= Pobal Chill Chomáin =

Activist group in County Mayo, Ireland

Pobal Chill Chomáin (PCC, English: People of Kilcommon) is a pressure group based in the parish of Kilcommon in County Mayo, Ireland. It split from the larger Shell to Sea (in existence since 2001 as a campaign with no name; the name Shell to Sea being adopted in January 2005) campaign in April 2008. Vincent McGrath, one of the Rossport Five, is its chairman.

After its members campaigned for many years against Shell Ireland and the Irish government's actions during the Corrib gas controversy, PCC proposed that the refinery site be moved to Glinsk, a large uninhabited area a few miles to the east of the intended pipeline route and refinery. The proposal was publicly backed by Labour Party president Michael D. Higgins, Bishop of Killala Dr. John Fleming, and local Fine Gael Teachta Dála Michael Ring but rejected by Shell and the government.

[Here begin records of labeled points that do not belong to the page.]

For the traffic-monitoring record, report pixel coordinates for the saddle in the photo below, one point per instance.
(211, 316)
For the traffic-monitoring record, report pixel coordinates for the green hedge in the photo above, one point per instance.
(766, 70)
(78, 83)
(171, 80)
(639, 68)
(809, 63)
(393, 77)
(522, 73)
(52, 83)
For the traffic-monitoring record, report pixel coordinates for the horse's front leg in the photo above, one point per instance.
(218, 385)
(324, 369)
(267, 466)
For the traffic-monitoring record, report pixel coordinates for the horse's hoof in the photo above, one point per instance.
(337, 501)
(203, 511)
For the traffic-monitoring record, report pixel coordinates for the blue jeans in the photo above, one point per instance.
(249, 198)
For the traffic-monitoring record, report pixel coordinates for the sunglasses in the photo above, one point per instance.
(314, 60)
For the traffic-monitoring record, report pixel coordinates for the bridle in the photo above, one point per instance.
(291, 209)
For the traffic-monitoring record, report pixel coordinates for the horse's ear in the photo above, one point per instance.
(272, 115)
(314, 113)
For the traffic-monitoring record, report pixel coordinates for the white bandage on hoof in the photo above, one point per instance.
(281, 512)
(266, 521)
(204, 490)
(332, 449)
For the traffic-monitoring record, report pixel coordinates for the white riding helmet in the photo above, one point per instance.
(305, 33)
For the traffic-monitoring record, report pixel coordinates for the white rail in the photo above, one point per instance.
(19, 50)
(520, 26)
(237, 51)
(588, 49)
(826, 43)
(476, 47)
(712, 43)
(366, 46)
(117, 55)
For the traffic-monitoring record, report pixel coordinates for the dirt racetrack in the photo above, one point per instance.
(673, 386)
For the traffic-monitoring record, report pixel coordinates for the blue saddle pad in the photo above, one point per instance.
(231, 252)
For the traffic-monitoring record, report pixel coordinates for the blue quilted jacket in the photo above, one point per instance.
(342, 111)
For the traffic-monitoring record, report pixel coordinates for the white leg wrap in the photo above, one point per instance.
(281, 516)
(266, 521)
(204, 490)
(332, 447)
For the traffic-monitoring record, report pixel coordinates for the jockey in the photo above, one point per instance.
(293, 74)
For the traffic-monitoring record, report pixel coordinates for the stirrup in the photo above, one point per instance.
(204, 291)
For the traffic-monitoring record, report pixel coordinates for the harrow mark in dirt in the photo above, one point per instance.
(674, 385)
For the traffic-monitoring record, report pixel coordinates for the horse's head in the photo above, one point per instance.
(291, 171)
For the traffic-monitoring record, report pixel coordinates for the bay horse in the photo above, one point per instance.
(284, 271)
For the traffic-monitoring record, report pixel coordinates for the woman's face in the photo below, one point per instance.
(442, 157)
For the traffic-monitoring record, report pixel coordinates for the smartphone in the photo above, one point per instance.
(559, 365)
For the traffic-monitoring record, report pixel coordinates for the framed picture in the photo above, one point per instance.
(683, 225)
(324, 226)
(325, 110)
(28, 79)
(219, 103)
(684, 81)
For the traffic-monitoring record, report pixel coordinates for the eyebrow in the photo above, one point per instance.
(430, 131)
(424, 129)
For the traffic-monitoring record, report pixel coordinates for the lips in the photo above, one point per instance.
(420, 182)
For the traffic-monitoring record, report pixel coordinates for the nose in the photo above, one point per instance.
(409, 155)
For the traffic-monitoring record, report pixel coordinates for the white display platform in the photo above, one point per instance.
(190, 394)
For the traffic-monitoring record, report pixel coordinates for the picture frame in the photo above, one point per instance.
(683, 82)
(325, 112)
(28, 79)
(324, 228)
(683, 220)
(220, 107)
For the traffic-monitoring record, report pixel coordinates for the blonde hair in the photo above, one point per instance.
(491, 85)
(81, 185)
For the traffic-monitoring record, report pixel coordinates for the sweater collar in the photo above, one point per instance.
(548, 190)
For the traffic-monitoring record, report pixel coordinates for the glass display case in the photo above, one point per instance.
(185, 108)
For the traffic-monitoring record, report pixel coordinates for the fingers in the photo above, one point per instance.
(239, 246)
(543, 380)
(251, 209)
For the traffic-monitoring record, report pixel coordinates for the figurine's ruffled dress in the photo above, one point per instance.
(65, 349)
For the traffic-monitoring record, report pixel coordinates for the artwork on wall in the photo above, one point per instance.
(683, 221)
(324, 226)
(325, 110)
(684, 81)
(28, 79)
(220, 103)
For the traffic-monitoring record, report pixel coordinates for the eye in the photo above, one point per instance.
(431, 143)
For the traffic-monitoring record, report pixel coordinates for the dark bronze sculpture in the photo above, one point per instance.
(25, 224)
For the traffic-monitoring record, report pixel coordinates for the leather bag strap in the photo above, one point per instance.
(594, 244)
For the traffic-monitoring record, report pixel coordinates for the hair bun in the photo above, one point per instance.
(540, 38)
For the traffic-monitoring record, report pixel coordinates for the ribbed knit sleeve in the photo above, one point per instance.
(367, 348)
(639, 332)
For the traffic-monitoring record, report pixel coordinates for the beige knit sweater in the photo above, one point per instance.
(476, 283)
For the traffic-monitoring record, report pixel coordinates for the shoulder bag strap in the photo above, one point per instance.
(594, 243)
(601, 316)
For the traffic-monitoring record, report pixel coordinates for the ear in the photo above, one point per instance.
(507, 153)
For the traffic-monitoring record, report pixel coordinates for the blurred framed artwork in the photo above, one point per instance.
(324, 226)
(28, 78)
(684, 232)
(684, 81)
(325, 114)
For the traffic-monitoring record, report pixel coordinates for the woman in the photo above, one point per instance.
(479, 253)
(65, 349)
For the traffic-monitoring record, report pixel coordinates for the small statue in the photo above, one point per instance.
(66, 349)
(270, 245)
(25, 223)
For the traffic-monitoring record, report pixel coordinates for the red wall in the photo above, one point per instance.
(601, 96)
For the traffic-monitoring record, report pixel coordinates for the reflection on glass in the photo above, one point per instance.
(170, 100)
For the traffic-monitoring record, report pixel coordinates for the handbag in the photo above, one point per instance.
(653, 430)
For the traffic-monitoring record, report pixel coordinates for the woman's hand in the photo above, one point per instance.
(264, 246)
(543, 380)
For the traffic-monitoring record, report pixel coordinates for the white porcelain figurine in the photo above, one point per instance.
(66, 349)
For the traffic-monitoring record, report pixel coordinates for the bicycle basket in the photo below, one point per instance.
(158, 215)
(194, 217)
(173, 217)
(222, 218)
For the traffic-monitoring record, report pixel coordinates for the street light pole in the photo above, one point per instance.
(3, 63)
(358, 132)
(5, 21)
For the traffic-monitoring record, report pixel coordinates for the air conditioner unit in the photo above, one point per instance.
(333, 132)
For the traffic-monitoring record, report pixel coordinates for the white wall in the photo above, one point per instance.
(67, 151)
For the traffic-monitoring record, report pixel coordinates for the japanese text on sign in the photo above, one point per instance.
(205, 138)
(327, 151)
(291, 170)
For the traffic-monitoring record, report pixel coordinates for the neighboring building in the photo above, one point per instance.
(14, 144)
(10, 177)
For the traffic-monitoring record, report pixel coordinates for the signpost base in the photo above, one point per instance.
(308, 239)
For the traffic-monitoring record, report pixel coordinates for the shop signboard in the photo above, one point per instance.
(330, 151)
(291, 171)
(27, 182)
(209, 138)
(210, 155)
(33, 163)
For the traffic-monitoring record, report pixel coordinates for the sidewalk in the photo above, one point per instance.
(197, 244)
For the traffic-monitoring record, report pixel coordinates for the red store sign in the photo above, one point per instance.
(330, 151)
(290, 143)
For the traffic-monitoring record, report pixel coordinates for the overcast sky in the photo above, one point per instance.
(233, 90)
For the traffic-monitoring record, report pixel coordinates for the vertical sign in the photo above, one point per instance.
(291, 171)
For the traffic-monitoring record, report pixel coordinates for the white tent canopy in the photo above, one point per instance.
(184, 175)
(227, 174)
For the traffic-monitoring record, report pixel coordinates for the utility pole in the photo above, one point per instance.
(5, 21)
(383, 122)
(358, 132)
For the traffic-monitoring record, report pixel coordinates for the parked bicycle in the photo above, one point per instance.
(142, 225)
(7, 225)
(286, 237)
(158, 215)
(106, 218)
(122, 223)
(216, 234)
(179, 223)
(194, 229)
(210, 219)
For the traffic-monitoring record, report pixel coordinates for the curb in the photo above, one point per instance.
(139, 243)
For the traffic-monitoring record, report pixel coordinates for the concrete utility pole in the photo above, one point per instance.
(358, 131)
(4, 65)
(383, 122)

PCC submitted an application to the European Commission seeking an injunction suspending State consents for the Mayo gas project. The Organisation for Economic Co-operation and Development (OECD) deemed a PCC complaint about the three oil companies involved admissible (for breaching their guidelines for multinationals), and offered to mediate between the two sides. After the failure of a forum with a limited remit, Shell and the government agreed to talks without preconditions in March 2009. PCC members have reported being under surveillance by the Garda Síochána.

In March 2009, PCC and S2S members removed a net erected by Shell sub-contractors Belcross from Glengad beach. The net was intended to prevent sand martins nesting in the dunes by the beach. On 23 April 2009, Willie Corduff, a PCC member, was hospitalised in the early hours of the morning after an alleged assault by security staff during a protest at Shell works at Glengad.

In June 2009, PCC members Vincent McGrath with Willie and Mary Corduff had a meeting with the Norwegian ambassador to discuss local concerns about the project.

In an effort to resolve issues, the OECD hosted talks between Pobal Chill Chomáin and Shell EP Ireland, mainly centred on a complaint by Pobal Chill Chomáin that the project violates OECD guidelines for multinational companies. This found that Shell had shown a willingness to address health and safety concerns but that dialogue with local stakeholders during the early stages of the project failed to meet the ‘spirit’ of OECD guidelines. Pobal Chill Chomáin were disappointed with the outcome and believe that OECD representatives should have visited the area and contended that an investigation on the ground would have provided an opportunity "to value the statements on stakeholder consultation made and to assess the reliability of Peter Cassells’s findings regarding the views of the community in relation to the project".

In the aftermath of the June 2012 magnitude 4 earthquake off the Mayo coast, PCC called on the Department of Communications, Energy and Natural Resources to conduct an immediate independent safety evaluation of the Corrib gas project infrastructure.